Blas Jesús Muñoz. Todo comenzó en Viernes Santo, como un presagio, de cuanto traen los días que desembocan en la muerte anunciada, en la resurrección prometida. Y cada ciclo de la vida viene a morir en este día para resurgir poco más tarde como la primavera eterna del Edén que nos aguarda.
Las sombras caen en la Madrugada de misterio y silencio, de luna llena de frío, de un Nazareno que ya ha roto el cielo y las calles del mundo con su zancada potente, con su rostro humano y divino, con su cruz que todo la carga cuando desde las aceras quienes lo miran, lo sienten, le imploran y lo necesitan porque es un hombre que es Dios y se llama Jesús del Gran Poder.

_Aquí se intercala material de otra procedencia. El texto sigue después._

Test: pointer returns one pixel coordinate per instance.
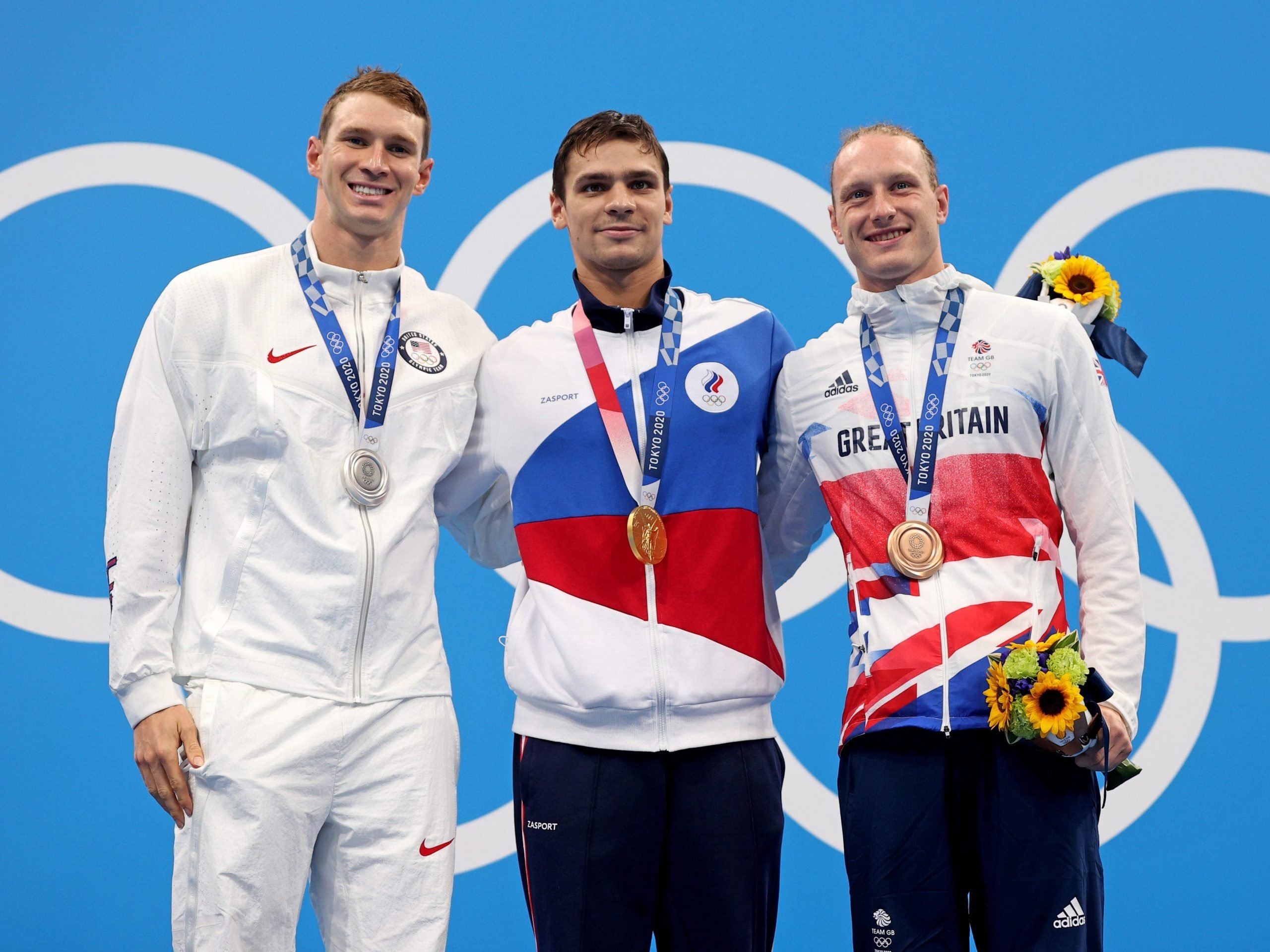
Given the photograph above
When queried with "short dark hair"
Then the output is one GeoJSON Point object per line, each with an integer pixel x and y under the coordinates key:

Y el amanecer deja en cada pueblo de la campiña una procesión atávica que lo vincula a los hombres y mujeres que asaltan el amanecer en busca de su sola esperanza, que es un don colectivo. Y, seguramente, en algún baúl perdido del tiempo permanezca una túnica morada -de tamaño medio-, con su capa marfil, su Cruz de Santiago y los guantes blancos con el sedimento de la cera atrapando una historia personal.
La tarde nos traerá la procesión del Santo Entierro y las plañideras llorarán letanías antiguas, adentro de la urbe enlutada. Saetas quebradas en el don oscuro del silencio de la muerte. Los nazarenos del Sepulcro, que son atalayas vigilantes de capirotes interminables, rasgarán la capa celeste, llorando entre el anonimato que otorga la libertad más absoluta para encontrarse y ser parte del otro.
Todo comienza en Viernes Santo, cuando todo parece acabar, la vida acecha con su magia, tras de una esquina. El Viernes Santo todo es posible.